ScottF · October 21, 2020, 5:52pm

Can’t you just calculate the TF-IDF multiplicatively using a Math Formula node?

izaychik63 · October 21, 2020, 5:57pm

I’m not asking for nodes result calculation. I’m asking for emulation of TF-IDF node from Palladian.

izaychik63 · October 22, 2020, 3:24pm

Philipp, please also take a look at the node performance. I noticed 2 things.

Node takes time for a bigger input.
It takes 100% of processor, as result in my case, VPN lost connectivity. After that any network operations became impossible. The processing time was about 30 min.

qqilihq · October 22, 2020, 4:05pm

Performance was not a top priority, but the node’s logic is rather simple, and I’m not sure what could be optimized. I remember runner it on some rather big text corpus back then (100,000 docs?!)

The issue you describe sounds more like the KNIME program hits a memory limit (thus the CPU usage). Suggest to keep an eye on the memory gauge (enable the “Heap status” in the KNIME prefs) next time you run it. If memory runs full, either increase it, or use simpler feature settings (word unigrams instead of n-grams, shorter length, …)

I fixed the issue you described above, but need to fix several other lose ends before releasing a new version. This will still take some time.

– Philipp

izaychik63 · October 22, 2020, 4:33pm

Thank you, Philipp. Memory is not an issue in my case. It is heavy use of CPU. If possible, job needs to be spread between cores. I have 8 cores/16 virtual cores.
Also, node needs a better description.

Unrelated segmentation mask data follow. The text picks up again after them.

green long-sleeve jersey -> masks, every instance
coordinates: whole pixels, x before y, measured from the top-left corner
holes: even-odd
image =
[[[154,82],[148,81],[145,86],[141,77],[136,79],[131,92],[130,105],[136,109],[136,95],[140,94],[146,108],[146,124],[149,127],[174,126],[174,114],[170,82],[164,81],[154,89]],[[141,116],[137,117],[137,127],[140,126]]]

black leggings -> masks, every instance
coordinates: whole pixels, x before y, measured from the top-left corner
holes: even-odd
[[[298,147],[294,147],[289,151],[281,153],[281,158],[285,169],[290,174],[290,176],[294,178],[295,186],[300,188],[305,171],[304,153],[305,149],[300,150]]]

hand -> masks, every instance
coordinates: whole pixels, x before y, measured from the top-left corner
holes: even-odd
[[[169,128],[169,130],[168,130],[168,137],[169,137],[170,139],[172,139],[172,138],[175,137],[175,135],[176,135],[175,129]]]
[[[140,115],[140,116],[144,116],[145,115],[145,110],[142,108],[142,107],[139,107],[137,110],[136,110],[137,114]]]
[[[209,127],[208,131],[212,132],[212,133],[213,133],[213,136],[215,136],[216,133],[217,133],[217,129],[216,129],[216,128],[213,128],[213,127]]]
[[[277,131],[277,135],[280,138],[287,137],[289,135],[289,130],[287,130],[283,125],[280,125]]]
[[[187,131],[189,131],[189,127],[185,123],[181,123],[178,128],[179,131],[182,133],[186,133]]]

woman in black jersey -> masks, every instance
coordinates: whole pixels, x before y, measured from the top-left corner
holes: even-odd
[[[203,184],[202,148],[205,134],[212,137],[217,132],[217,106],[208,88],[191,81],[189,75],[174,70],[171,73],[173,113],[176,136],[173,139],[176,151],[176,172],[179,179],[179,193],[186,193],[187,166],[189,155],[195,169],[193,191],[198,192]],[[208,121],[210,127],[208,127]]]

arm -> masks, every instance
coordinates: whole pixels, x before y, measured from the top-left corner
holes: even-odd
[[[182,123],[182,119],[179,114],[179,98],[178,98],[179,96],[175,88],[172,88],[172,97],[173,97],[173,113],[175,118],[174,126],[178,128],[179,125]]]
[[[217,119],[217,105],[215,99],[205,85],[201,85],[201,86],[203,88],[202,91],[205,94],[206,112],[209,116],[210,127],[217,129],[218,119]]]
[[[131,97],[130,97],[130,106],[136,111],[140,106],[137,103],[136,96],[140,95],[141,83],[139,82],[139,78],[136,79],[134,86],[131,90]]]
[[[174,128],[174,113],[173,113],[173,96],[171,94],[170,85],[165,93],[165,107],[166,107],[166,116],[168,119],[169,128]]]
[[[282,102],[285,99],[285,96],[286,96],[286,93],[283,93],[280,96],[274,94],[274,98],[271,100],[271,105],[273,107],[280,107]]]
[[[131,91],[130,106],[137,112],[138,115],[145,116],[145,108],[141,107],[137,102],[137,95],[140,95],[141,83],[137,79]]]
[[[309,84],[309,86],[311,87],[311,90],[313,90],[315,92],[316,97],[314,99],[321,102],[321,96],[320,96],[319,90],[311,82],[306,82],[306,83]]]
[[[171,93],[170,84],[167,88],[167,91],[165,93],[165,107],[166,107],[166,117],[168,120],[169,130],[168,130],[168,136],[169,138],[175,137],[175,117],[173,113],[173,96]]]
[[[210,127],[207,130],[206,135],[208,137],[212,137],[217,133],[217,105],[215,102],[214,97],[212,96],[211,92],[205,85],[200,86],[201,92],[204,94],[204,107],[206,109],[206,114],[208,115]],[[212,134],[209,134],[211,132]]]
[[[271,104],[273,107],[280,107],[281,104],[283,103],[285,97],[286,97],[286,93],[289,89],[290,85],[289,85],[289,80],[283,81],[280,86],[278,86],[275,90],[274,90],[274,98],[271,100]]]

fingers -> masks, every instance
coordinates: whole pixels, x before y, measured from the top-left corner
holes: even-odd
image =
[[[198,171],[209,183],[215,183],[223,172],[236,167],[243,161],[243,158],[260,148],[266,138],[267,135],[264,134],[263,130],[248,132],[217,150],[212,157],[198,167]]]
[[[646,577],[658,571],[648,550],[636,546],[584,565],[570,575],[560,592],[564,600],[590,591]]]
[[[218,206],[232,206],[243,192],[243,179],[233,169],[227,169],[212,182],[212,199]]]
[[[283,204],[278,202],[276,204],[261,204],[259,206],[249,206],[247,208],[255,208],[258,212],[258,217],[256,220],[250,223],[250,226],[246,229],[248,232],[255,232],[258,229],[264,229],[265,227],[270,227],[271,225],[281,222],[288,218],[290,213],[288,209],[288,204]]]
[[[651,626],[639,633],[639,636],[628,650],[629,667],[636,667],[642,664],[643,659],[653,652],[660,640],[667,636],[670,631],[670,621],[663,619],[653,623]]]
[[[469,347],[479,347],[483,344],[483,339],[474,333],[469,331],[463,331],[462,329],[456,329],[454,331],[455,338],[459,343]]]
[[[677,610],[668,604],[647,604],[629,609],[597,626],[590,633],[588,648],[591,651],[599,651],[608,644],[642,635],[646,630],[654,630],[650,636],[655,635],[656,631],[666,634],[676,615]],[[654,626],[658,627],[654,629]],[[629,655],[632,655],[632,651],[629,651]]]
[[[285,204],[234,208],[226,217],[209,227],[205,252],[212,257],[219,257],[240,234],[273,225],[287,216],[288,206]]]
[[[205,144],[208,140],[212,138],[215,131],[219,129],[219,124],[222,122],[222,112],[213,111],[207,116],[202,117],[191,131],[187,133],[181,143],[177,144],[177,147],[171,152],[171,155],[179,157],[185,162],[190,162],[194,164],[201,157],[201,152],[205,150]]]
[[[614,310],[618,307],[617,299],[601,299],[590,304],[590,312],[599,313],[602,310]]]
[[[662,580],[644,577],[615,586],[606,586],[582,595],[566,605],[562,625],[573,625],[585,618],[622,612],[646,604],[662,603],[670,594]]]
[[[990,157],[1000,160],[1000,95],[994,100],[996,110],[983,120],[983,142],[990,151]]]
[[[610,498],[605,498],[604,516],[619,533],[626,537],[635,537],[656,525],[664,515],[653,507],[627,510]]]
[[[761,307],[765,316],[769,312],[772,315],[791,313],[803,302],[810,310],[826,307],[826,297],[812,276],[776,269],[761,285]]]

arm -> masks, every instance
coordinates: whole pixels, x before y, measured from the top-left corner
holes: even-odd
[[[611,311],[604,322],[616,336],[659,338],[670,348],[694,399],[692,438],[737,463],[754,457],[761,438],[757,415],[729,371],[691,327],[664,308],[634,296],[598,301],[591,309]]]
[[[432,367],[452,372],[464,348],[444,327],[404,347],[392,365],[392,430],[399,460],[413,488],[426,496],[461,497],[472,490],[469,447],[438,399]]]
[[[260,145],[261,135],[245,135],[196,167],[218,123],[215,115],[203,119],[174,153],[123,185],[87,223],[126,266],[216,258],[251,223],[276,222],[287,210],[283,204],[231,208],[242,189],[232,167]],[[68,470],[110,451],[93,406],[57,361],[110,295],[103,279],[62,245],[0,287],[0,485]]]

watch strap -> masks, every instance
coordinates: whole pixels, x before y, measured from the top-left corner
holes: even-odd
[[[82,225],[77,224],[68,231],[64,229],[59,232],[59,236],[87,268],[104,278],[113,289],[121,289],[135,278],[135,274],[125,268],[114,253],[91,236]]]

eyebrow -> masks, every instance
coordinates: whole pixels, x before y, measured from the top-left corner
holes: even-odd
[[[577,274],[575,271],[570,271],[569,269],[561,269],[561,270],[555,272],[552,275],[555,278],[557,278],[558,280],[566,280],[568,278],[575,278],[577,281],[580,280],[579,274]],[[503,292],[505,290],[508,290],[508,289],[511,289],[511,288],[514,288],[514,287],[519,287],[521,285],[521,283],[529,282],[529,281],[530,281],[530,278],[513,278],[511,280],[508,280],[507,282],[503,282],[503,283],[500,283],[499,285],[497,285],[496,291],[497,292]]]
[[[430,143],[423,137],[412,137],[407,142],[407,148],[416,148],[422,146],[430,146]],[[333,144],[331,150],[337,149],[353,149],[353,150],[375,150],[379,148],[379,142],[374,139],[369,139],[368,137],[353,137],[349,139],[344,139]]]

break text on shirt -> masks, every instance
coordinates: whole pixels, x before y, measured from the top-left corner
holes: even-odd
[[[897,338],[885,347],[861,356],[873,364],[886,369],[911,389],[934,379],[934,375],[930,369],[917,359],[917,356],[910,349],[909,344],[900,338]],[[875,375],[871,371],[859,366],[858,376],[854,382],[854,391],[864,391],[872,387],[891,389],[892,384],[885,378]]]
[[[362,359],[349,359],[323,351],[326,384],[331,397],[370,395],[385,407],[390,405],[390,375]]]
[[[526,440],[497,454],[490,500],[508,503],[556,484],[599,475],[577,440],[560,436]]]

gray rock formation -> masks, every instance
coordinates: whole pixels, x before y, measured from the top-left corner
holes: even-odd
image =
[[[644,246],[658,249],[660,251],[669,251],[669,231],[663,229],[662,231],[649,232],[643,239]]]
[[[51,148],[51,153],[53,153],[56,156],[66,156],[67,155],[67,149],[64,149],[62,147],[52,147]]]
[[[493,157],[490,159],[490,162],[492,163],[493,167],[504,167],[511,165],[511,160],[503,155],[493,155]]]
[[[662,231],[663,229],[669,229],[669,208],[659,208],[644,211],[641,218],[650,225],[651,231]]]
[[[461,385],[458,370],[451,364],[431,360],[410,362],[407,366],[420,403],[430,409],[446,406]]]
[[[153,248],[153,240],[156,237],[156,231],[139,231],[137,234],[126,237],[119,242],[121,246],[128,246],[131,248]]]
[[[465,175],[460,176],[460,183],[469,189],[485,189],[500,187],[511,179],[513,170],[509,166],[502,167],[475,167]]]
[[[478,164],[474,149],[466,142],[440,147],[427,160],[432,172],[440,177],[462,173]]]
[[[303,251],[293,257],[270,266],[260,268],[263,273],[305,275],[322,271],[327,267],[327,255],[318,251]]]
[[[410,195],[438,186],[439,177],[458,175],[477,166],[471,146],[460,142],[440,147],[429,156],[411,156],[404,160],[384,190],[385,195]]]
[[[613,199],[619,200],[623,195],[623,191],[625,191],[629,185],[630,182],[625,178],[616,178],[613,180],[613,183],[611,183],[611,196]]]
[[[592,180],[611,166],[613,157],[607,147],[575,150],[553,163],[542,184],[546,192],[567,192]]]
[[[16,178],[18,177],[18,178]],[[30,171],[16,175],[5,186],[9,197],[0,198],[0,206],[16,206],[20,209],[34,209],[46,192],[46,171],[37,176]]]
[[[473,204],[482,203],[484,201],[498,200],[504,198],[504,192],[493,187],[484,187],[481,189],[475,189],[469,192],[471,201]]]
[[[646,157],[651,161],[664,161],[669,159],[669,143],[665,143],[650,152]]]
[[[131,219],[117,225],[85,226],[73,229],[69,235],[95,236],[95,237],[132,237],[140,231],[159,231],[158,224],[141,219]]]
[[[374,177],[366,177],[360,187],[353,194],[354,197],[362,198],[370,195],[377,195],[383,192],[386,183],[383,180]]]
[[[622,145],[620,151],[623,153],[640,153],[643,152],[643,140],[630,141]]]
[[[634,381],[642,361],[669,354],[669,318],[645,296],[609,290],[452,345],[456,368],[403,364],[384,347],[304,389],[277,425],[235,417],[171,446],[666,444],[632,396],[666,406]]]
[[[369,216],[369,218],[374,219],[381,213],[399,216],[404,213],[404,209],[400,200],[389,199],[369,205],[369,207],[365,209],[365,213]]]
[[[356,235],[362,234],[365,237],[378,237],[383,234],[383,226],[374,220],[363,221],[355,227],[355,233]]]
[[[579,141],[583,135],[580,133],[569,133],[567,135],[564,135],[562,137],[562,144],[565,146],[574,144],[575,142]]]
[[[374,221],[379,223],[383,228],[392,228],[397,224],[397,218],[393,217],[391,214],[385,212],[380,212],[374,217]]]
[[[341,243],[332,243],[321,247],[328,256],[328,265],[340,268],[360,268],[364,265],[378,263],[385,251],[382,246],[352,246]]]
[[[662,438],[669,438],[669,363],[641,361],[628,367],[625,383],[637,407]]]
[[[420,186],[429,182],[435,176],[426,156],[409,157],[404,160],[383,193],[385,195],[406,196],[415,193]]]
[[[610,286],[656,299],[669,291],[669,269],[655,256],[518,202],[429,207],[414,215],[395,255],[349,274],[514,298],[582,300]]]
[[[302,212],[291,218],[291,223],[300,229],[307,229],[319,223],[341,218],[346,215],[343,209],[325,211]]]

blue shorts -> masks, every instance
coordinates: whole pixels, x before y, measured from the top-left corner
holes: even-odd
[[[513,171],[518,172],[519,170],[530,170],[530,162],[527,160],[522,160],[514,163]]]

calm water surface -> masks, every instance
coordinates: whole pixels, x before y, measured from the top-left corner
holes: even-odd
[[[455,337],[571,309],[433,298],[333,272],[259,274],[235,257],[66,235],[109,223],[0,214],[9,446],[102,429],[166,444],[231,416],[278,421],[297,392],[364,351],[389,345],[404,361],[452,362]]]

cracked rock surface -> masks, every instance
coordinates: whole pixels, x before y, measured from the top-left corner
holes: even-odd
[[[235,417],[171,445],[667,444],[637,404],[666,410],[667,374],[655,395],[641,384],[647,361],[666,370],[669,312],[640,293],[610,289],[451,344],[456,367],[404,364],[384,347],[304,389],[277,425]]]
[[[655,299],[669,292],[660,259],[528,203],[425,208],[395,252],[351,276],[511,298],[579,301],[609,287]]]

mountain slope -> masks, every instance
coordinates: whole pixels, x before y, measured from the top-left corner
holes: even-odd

Configuration parameters are not mentioned in it.

qqilihq · October 22, 2020, 4:46pm

Thanks for the feedback, I’ll see what we can do!

izaychik63 · October 28, 2020, 3:35pm

Couple more questions. k-Medoid node in case I set 5 clusters gives an error message, k-mean is not.
Document Vector node is loosing Prov column and I can not reference back to identify document owner.

izaychik63 · October 30, 2020, 4:49pm

This is my last attempt to simulate document clustering Corpus Generation.knwf (62.3 KB)

Anyway k-Medoids needs to be fixed for number of cluster higher than it can generate.

Saivinod · April 6, 2021, 3:07pm

Hi there,
I am new to web scrapping.
Just came to know that Palladian nodes are good for web scrapping through this thread.
I want to extract contents based on certain key words from set of web sites.
Further I want to use the text for measuring cosine similarity, LDA and so on
Any hints/workflows available.

system · October 6, 2021, 3:08am

This topic was automatically closed 182 days after the last reply. New replies are no longer allowed.